Obama’s Regulatory Reform Agenda

The Bush approach to financial regulation didn't work out very well.

The Bush approach to financial regulation didn't work out very well.

Some on the left seem somewhat disappointed in the administration’s regulatory reform proposals. I think that’s misguided, and it comes from probably expecting too much from prophylactic regulation. If you look back at the Clinton and Bush years, it’s simply not the case that we had a situation wherein executive branch policymakers were chomping at the bit to clamp down on financial malfeasance and were being held back by a lack of statutory regulatory authority. In part, we can question the judgment of the policymakers but we also need to recognize that it’s an inherently difficult situation. Our past two bubbles have brought extremely low unemployment, and created huge quantities of paper wealth that individuals became psychologically anchored to. You can give regulators all the statutory authority you like, and the fact remains that there’s bound to be enormous reluctance to actually pull the trigger. It’s always hard to get government to clamp down on activities that very rich and powerful people want to engage in. When you’re talking about doing so in a way that could also jeopardize the jobs and 401(k)s of a mass public, well, it’s very hard.

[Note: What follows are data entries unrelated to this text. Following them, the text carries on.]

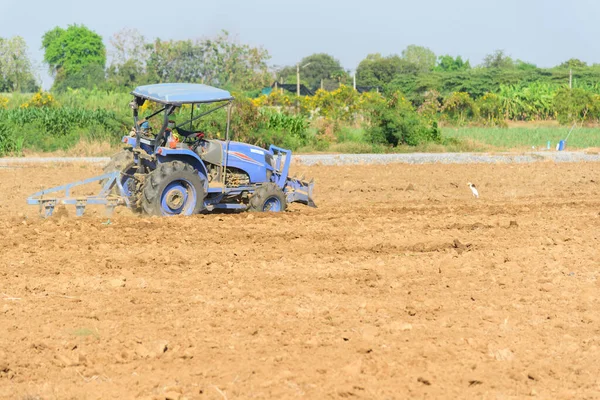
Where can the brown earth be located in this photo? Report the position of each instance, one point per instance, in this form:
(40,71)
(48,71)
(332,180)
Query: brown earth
(400,284)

Under the circumstances, parking systemic risk authority at the quasi-insulated Fed seems like the right call. So that’s one important decision the administration got right—to not hubristically insist that they, themselves would be immune to the political factors that make it difficult to do this kind of thing correctly.

What’s more, their regulatory package is reasonably strong on two ideas that I think could work. On the one hand, they have this consumer protection business. That’s probably not essentially to preventing global financial panics, but it will help protect the interests of individuals who interact with the financial system. That’s important. It also continues to be somewhat unclear exactly how much of the bad lending activity was truly fraudulent, but it’s at least possible that stronger consumer protections will help keep things under control. Last and most important of all, I think, is the idea of creating a clear legal process for the “resolution” of large, complicated financial firms. This is the one aspect of the crisis where I think you really can say that policymakers did want to do something different and better than what they did (ad hoc bailouts and bankrupties) and really were restrained by a lack of statutory and regulatory authority. There’s a plausible story to be told in which the global financial panic was caused less by the collapse of the bubble per se than by the fact that the system had no real way to process the failure of certain kinds of firms. Resolution authority, if done well, could really make a huge difference in the future. In my opinion, that’s the most important piece of the puzzle, and I think it’s right of the administration to focus on getting that piece right rather than to expend energy fighting battles about the organization chart.

All told, I don’t think we should place enormous faith in the idea that any regulatory setup will work forever and ever. Under the circumstances, these proposals seem like a plausible improvement on the status quo and should also leave us in a much better situation to mop up a future mess if it arises.